A while back some Bay Area acquaintances invited me to a meditation circle to send "positive energy" to President Bush. A single question got me uninvited: "Why not send some energy to his opponents?"
I have noticed an eerie incapacity among certain spiritually inclined people for telling the difference between discernment and judgmentmentalism. As a result, they decline both, often with rather comical results. In another group a frustrated participant sputttered her ire at the "negative" talk about corrupt politicians and greedy CEOs by branding it "judgmental." I wrote "ire," but I also mean "anxious." My impression was that her inner judge had caught her by the throat.
If all the "positive thinking" proponents got their way, Shakespeare and Dostoevsky would have to disappear: far too gloomy, angry, sad, and real. Mark Twain would depart in their wake: the master of satire who, posing as the devil, thanked one of the Rockefellers for a paltry contribution to charity. One collection of Twain's writings bears the menacing title A Pen Warmed Up In Hell. Camus, Hesse, Baudelaire, Goethe, Baldwin, Haley, Steinbeck, Hemingway: all would be found wanting in uplifting moods and intellectual pleasantries.
Come to think of it, so would Buddha, Muhammad, the unknown writers of the Vedas and Upanishads, and of course Jesus, who compared the respectably corrupt of his day to fashionable coffins filled with dead men's bones.
As an alternative to personal and cultural self-mutilation, I suggest getting clearer on the difference between discernment, which sees things as they are even when unpleasant, and judgmentmentalism, which condemns out of hand.
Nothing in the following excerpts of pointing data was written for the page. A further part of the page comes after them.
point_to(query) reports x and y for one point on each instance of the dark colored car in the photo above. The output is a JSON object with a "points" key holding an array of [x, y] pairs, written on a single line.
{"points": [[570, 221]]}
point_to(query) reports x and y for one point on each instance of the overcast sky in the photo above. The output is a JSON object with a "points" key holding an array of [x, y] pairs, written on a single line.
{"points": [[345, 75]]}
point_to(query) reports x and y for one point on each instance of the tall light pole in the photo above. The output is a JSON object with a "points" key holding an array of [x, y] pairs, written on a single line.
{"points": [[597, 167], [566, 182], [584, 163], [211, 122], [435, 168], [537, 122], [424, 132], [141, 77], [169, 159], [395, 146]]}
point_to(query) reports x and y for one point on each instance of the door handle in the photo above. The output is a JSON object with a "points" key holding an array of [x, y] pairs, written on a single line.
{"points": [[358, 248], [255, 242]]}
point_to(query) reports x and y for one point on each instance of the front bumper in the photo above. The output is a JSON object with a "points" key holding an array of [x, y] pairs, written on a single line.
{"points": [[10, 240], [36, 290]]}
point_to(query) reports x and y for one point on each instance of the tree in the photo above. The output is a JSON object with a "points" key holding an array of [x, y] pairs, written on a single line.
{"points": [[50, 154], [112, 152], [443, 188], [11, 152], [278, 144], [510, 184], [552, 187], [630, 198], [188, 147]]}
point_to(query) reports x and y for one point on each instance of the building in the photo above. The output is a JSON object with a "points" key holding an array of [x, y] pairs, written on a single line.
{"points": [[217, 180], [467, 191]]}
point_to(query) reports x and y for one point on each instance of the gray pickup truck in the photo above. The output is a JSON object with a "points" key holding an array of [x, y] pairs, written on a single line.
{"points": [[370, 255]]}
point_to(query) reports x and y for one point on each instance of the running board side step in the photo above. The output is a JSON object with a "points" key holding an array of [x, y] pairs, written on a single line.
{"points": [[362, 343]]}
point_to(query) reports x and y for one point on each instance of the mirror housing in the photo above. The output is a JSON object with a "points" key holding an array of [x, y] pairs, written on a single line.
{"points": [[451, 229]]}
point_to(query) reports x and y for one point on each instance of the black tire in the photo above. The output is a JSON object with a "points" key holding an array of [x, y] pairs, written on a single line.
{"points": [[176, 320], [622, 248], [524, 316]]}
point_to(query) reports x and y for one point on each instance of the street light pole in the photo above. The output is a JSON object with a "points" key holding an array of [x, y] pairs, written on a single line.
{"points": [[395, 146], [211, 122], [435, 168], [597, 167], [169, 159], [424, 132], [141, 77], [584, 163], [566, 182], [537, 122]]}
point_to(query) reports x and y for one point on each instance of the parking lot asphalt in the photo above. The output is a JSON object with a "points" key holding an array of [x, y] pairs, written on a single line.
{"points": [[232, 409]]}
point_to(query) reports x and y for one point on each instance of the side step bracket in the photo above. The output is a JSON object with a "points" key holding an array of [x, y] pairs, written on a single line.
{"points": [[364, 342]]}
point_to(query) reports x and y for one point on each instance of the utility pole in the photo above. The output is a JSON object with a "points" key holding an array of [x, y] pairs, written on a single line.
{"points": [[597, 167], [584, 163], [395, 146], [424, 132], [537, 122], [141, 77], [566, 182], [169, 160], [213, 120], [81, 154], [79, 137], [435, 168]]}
To fail to see a scoundrel as a scoundrel, a tyrant as a tyrant, or a psychopath as a psychopath enables these antisocial characters by cloaking their misdeeds in euphemism and ignorance. Soon the worst of us end up in charge while the rest of us scratch our heads wondering why.
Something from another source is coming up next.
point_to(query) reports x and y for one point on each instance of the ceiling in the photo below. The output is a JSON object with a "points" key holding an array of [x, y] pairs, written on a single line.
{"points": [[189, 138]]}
This ostrich policy often originates as a childhood defense in abusive families: "Don't you talk about Dad that way! He wouldn't have hit you if you weren't so negative!" Too often the family cheerleader and enabler grows up to cheerlead and enable destructive agendas that multiply surreptitiously. No destroyer succeeds without a horde of self-blinders pretending things are fine and telling the rest of us to cheer up.
And none sits on the throne for long among those unafraid to suggest that the emperor get a new tailor.